Sugar, I recently discovered, is not vegan. Cane sugar is processed using charcoal, which usually is from an animal source, bone char. According to VegSource.com, the use of bone char in refining sugar is a touchy subject. The bone char is so far removed from animal matter that it can be called kosher pareve, which means it neither contains meat nor milk. However, vegans disagree.
For me, the matter of refinement is what bothers me. Why not just leave the sugar in as pure a state as possible?
A decade ago, wandering down the sugar aisle of a traditional grocery store would have yielded few choices: light and brown sugar, white sugar, powdered sugar, and sugar substitutes.
Today, those sugars have plenty of company: Turbinado, sucanat, Splenda, evaporated cane juice, raw sugar...
What are those sugars and how do they "work"?
Granulated sugar is the stuff in five-pound bags. White, sweet, grainy. It comes from either sugarcane or sugar beets.
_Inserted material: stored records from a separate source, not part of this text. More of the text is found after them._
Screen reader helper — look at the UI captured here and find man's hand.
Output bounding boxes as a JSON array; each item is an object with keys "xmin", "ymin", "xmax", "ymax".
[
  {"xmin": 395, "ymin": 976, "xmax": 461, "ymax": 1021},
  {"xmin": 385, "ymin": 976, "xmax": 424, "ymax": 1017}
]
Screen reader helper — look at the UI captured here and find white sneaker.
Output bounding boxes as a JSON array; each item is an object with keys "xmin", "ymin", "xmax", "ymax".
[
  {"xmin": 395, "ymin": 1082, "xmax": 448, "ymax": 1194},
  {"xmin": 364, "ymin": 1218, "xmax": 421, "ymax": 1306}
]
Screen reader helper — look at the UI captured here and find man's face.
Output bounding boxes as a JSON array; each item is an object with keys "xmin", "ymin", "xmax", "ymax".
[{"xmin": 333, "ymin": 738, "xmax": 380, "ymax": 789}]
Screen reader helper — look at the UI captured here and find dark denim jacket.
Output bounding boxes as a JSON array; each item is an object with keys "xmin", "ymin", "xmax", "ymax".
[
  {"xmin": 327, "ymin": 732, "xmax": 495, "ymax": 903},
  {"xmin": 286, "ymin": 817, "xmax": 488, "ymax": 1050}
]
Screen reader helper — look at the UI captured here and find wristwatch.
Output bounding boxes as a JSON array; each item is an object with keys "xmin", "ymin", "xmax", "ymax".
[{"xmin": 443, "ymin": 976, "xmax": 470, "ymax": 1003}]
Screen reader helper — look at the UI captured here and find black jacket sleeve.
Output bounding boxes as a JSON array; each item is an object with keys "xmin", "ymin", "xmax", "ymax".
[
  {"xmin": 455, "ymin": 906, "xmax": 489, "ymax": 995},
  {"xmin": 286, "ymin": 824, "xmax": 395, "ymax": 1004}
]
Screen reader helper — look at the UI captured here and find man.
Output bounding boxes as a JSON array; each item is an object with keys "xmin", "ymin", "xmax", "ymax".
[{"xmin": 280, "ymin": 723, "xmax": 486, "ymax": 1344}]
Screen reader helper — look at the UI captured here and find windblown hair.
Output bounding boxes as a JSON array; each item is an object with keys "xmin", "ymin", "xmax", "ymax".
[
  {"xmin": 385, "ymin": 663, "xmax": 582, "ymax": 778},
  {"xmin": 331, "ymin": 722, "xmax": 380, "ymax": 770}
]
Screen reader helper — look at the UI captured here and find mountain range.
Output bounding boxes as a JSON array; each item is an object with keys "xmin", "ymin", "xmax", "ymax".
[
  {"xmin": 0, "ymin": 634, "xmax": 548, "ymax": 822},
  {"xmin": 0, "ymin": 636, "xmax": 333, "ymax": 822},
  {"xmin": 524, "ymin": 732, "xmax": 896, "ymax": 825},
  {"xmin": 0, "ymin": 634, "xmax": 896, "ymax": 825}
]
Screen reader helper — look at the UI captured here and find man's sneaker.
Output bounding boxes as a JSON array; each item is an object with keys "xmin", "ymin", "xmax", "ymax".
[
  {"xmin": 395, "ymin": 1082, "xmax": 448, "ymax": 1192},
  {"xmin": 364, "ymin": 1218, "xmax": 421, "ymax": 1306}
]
The white color comes from treatment wih phosphoric acid, then filtration through charcoal (this is where the bone char is used).
Brown sugar is either a processed white sugar with molasses added or partially unrefined sugar that still has molasses attached.
Powdered or confectioners sugar is simply granulated sugar ground to a fine consistency, with constarch or another anticaking substance added.
Artificial sweeteners never have a place in my kitchen, and they shouldn't have one in yours. Therefore, I'm ignoring their existance. Use real sugar or go without.
Turbinado is a kind of raw sugar (those "Sugar in the Raw" packets are turbinado). It's a kind of sugar cane extract, with little molasses and a light golden color. It is made by steaming raw sugar.
Sucanat, or Sugar cane natural, is unrefined cane sugar. It is evaporated cane juice. Sucanat is the best choice; it has the least amount of sucrose.